Zwei der Spieler steigen in ihre Raumjäger ein, und ich sehe sofort, warum Cloud Imperium so viel Zeit in die Animationen investiert – wenn die anderen Spieler in ihre Cockpits klettern, dann klettern sie tatsächlich in ein Cockpit. Niemand teleportiert sich auf magische Art in den Pilotensitz.
Die restlichen drei Mitspieler betreten einen Frachter durch die hintere Laderampe. Einer steigt in den Pilotensitz, die beiden anderen nehmen im Frachtraum Platz. Sie starten, und hier beginnt die “Magie”: Chris bittet einen der Spieler, ins Cockpit des Frachters zu gehen. Auf dem Bildschirm eines Jäger-Piloten, der am Frachter vorbefliegt, können wir durch das verglaste Cockpit sehen, wie der Spieler ins Cockpit kommt.
Das liest sich vielleicht nicht sonderlich spannend, ist aber tatsächlich etwas, das es vorher noch nicht gab. Und es ist ein wichtiger Teil der Vision von einer lebendigen Weltall-Simulation, die nicht mehr nur von Schiffen, sondern auch von menschlichen Spielfiguren bestimmt wird. Nur ein Beispiel: Letztes Jahr war ich von Elite: Dangerous begeistert, weil ich von außen in eine Raumstation sehen konnte und dort Bäume und Häuser im Außenring erkennen konnte. Star Citizen geht noch einen Schritt weiter. Stellt euch vor, ihr dockt an eine Station an, seht durch die Fenster und seht einen Haufen von Menschen, die alle ihrem Tagesablauf folgen – und jeder von ihnen ist tatsächlich ein Mensch und keine vom Computer gesteuerte Figur.
Chris Roberts, Rockstar
Einen Tag später mache ich mich auf zum E-Werk in Köln. Hier findet das Fan Event zu Star Citizen statt. Noch habe ich keine Ahnung, was mich erwarten soll, doch ich lerne es schnell: Hier, wo normalerweise Konzerte stattfinden, treffen sich heute Star Citizen-Fans, und sie kommen teilweise von weit her: Ein Fan kommt zum Beispiel aus Schweden. Ein paar Spieler sind in Verkleidung angereist, andere haben sich Clan-Shirts mit Emblem und Gamertag drucken lassen.
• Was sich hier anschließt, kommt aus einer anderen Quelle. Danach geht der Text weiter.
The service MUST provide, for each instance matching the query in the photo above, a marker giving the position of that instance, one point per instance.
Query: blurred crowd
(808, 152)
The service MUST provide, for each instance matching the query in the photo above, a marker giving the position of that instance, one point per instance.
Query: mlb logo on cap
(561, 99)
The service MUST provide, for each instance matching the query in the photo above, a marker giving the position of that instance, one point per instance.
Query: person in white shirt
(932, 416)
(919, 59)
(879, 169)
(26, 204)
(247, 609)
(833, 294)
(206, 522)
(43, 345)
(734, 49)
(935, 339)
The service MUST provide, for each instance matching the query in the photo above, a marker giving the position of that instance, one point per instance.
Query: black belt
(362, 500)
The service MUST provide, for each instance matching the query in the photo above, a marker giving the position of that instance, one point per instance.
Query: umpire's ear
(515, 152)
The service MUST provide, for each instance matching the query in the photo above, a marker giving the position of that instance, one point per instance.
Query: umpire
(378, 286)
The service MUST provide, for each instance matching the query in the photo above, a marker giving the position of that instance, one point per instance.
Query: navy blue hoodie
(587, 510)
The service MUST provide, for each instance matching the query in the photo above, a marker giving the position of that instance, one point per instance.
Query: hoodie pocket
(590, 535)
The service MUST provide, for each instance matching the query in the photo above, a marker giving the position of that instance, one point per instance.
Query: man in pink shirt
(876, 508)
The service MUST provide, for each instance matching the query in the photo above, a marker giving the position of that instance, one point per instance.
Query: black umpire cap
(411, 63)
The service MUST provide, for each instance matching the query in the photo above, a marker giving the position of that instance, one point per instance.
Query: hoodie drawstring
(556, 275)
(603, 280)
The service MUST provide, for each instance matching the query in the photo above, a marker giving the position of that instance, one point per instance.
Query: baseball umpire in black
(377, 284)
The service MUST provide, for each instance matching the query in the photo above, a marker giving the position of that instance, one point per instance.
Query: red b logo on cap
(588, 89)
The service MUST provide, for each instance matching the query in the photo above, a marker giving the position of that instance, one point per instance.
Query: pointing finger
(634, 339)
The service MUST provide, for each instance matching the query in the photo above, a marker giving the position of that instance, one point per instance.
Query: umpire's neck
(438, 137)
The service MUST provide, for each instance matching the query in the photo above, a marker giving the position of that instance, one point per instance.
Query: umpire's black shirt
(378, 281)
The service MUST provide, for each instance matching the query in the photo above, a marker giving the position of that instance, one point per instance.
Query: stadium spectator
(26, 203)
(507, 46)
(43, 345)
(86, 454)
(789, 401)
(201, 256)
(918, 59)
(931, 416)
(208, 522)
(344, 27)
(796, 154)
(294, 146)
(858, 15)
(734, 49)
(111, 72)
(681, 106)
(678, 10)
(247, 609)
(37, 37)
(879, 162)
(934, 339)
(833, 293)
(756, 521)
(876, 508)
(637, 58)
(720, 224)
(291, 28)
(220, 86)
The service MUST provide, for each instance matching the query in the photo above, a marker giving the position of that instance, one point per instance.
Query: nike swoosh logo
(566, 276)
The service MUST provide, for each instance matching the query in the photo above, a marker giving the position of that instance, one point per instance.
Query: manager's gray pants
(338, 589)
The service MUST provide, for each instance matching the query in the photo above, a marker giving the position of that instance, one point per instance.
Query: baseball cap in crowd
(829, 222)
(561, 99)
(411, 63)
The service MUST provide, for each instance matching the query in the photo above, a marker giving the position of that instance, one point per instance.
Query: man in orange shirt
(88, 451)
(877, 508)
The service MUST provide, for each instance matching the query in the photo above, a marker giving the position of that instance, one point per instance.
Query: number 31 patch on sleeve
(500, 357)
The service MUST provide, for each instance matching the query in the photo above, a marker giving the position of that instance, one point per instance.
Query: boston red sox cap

Neben der Haupthalle können Fans besondere Schiffe fürs Spiel kaufen – die Preise gehen in die hunderte. Doch die Sternenbürger sind es gewohnt, viel Geld in das Spiel zu investieren: Der Fan aus Schweden hat, wie er mir erzählt, beinahe 3000 US-Dollar investiert. Ein Schiff möchte er heute jedoch nicht kaufen. Ein anderer Fan, den ich treffe, hat ungefähr 1500 Dollar investiert – da rechnet er auch schon das 350 Dollar-Schiff mit ein, dass er sich gerade eben gekauft hat. Die Besitzurkunde ist auf eine transparente Folie gedruckt – futuristisch, und fast schon etwas für einen Bilderrahmen.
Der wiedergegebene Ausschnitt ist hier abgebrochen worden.